Третий дан отступил к Дисе, его лицо было белым, как простыня, и забрызгано кровью. С диким взглядом он врезал ей локтем в лицо, повернулся, чтобы прикончить, и умер, когда массивный кулак Бродира ударил его в центр спины, вонзив осколки грудной клетки в сердце и лёгкие.
Оставшийся дан развернулся и побежал, блея, как овца, спасающаяся от волка. Впопыхах он споткнулся о руины ворот и пропал из виду.
Остались лишь Конрад со священником. Бродир повернулся к ним, сжимая челюсти, слюна стекала по его бороде. Пока лорд Скары пытался схватиться за рукоять меча, бородатый священник преградил путь берсерку. Он поднял свой посох с крестом, и слова, слетевшие с его губ, несли в себе силу Белого Христа.

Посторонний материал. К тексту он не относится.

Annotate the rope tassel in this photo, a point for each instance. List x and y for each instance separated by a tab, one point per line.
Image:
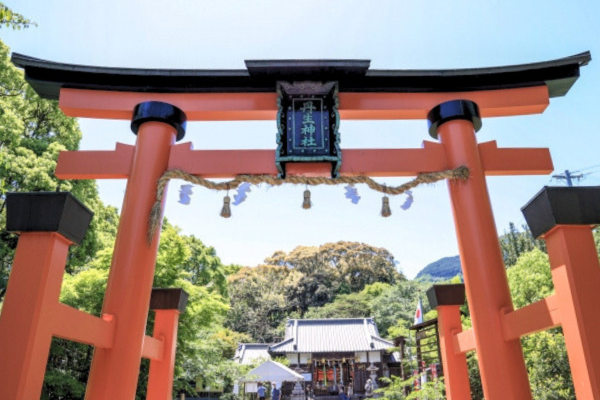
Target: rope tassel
386	211
306	204
226	210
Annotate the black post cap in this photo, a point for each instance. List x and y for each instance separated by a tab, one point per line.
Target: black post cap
451	110
48	212
562	206
446	295
159	112
168	299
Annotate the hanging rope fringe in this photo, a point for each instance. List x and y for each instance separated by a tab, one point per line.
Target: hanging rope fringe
386	211
460	173
226	210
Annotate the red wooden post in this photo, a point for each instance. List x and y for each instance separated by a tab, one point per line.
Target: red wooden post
564	216
49	223
114	372
167	304
447	299
501	362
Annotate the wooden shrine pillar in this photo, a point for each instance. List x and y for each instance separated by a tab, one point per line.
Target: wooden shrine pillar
114	372
447	300
48	223
564	216
503	372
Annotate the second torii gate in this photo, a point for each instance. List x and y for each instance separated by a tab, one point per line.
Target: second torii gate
159	102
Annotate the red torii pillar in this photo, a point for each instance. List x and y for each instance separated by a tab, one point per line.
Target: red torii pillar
48	224
564	216
501	362
447	300
114	372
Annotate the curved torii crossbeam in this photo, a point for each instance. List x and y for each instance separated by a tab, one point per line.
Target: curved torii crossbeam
454	101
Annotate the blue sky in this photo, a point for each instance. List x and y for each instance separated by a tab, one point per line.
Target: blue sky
394	34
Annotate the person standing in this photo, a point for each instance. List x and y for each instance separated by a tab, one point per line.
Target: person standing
261	392
275	393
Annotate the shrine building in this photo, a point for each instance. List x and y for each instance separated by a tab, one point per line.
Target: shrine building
333	352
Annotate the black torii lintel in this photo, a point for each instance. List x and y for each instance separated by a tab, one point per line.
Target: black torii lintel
47	77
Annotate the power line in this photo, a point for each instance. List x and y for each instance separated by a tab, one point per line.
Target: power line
586	168
568	176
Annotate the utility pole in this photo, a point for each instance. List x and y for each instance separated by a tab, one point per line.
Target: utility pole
568	176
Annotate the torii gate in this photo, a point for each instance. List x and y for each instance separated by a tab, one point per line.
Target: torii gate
160	101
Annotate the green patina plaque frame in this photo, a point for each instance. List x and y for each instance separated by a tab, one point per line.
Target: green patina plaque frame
308	125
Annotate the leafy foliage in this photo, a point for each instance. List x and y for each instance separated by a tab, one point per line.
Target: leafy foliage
545	353
33	132
514	243
10	19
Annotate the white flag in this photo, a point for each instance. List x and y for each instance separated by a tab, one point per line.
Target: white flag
419	313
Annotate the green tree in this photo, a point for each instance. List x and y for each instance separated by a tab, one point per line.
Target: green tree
33	133
514	243
258	300
334	269
203	345
11	19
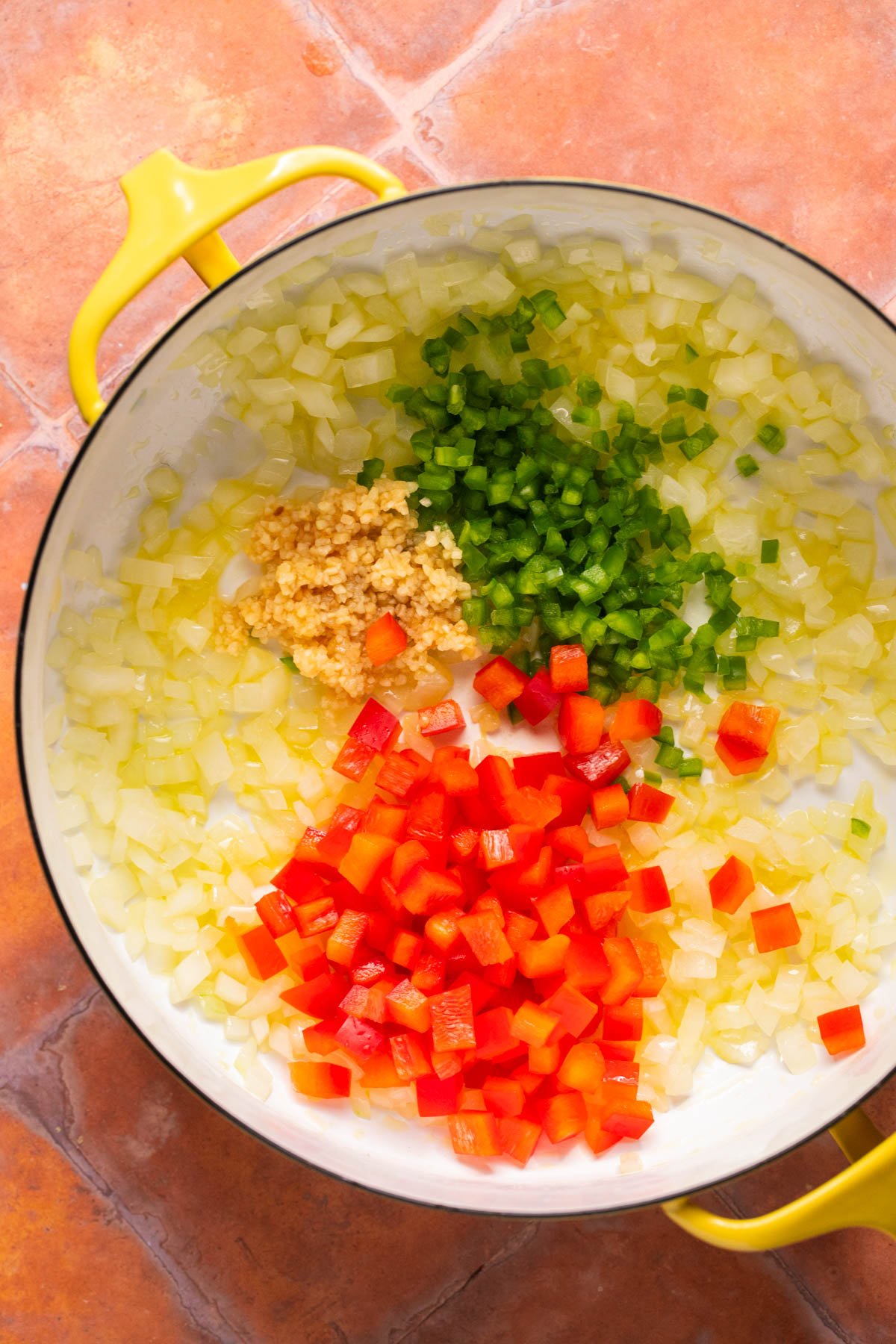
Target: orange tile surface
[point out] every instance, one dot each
(781, 112)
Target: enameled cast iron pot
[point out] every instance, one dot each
(736, 1119)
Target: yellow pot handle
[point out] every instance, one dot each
(173, 211)
(862, 1195)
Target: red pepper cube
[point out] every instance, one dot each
(635, 721)
(649, 890)
(568, 668)
(375, 726)
(534, 769)
(739, 759)
(534, 1024)
(563, 1116)
(842, 1030)
(555, 909)
(445, 717)
(574, 1011)
(581, 724)
(609, 806)
(583, 1068)
(538, 699)
(500, 683)
(601, 766)
(623, 1021)
(474, 1135)
(366, 858)
(385, 640)
(775, 927)
(649, 804)
(408, 1007)
(517, 1137)
(503, 1095)
(438, 1095)
(626, 972)
(261, 953)
(276, 913)
(452, 1016)
(408, 1057)
(354, 759)
(347, 937)
(321, 1081)
(653, 976)
(731, 885)
(750, 726)
(485, 936)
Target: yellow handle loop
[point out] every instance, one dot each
(862, 1195)
(173, 211)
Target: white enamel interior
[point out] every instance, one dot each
(736, 1117)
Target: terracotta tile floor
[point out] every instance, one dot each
(134, 1211)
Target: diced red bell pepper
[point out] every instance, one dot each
(731, 885)
(474, 1133)
(609, 806)
(534, 769)
(622, 1113)
(750, 726)
(649, 890)
(568, 668)
(563, 1116)
(494, 1036)
(410, 1057)
(354, 759)
(452, 1014)
(576, 1014)
(653, 976)
(445, 717)
(429, 972)
(775, 927)
(739, 759)
(602, 907)
(534, 1024)
(385, 640)
(438, 1095)
(366, 859)
(581, 725)
(649, 804)
(261, 953)
(361, 1039)
(408, 1007)
(317, 998)
(386, 819)
(531, 806)
(601, 766)
(574, 797)
(623, 1021)
(517, 1137)
(538, 699)
(347, 937)
(635, 721)
(543, 956)
(485, 937)
(626, 972)
(503, 1095)
(321, 1081)
(314, 917)
(841, 1030)
(583, 1068)
(276, 913)
(376, 726)
(398, 774)
(555, 907)
(500, 683)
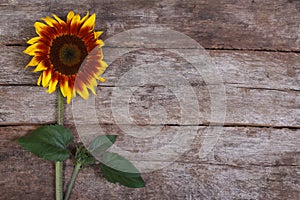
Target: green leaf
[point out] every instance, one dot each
(84, 157)
(117, 169)
(101, 143)
(48, 142)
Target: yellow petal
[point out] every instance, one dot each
(46, 78)
(40, 67)
(31, 49)
(32, 63)
(90, 22)
(39, 26)
(85, 17)
(64, 87)
(52, 86)
(33, 40)
(97, 34)
(69, 97)
(84, 93)
(101, 79)
(50, 21)
(39, 80)
(58, 19)
(70, 16)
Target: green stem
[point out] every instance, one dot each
(60, 108)
(58, 164)
(58, 180)
(72, 181)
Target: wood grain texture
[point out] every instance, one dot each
(243, 166)
(226, 24)
(243, 106)
(254, 44)
(242, 68)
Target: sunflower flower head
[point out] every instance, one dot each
(68, 54)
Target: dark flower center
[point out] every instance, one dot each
(67, 54)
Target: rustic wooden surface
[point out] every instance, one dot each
(255, 45)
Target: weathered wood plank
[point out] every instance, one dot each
(225, 24)
(236, 146)
(259, 164)
(241, 68)
(27, 105)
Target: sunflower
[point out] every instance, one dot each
(68, 54)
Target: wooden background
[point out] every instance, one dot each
(254, 43)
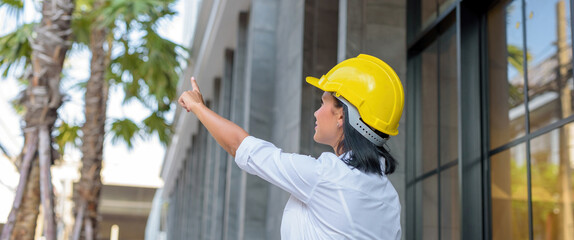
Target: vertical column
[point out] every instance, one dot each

– Крест святой да будет мне свет, – взревел священник. – Змий же мне князь да не будет!
И Бродир – гигантский Бродир – отступил. Диса смотрела, как огромный северянин пошатнулся и вздрогнул, будто каждое слово молитвы священника плевалось ядом.

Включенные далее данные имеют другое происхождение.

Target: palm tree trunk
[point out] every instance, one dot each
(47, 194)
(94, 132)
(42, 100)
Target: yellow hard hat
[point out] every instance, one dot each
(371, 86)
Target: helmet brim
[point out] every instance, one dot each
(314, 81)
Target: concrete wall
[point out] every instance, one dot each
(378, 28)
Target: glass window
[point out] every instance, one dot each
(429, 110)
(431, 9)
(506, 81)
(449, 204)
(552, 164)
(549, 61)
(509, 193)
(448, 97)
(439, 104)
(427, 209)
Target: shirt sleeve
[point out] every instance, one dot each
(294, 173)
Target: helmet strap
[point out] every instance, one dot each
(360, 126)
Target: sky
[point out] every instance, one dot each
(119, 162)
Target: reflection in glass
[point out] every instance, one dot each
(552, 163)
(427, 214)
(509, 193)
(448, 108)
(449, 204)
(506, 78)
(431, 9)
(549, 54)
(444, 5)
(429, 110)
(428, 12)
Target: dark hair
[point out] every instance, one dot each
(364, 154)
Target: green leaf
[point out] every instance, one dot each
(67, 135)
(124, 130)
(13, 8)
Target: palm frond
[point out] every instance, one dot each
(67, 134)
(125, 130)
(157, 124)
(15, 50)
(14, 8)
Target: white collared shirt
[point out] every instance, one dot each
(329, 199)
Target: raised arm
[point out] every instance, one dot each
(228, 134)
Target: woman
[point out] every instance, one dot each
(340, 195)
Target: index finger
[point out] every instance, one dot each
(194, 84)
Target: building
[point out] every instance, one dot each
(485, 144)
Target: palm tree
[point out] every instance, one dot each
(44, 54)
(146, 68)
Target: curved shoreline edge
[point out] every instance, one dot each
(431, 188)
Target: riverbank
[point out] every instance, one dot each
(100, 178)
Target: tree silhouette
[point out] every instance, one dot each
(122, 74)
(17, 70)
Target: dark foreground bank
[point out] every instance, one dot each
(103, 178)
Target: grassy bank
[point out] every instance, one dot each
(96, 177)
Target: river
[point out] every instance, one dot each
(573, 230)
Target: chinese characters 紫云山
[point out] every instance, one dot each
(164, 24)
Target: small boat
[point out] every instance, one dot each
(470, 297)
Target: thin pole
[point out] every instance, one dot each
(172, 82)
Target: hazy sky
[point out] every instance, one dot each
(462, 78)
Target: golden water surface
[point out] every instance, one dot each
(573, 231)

– Изыди, сатана! Изыди! – Священник сунул посох в лицо Бродиру. – Возвратись воспять, сатана!
Берсерк дрогнул. И Диса, рыча от злости, незаметно зашла за дрожащее тело гиганта. Слова, слетевшие с губ бородатого священника, заставили её глаза увлажниться, а кожу загореться. И все же она не остановилась. Её вела ярость, защищала от худшего из пагубного влияния Пригвождённого Бога. И в ответ Диса Дагрунсдоттир вонзила лезвие своего ножа в грудь священника в чёрной сутане… и повернула.
– Это за Флоки, ты, сукин сын, целующийся с крестом!
Казалось, будто кто-то задул свечу.
– С-святые, спасите меня! Мой… л-лорд… – Никулас отшатнулся, выронив посох, чтобы схватиться за зияющую рану под грудиной, будто пальцами и волей он мог остановить потоки крови, хлынувшие через его руки. Он споткнулся и упал на колени. – Л-лорд?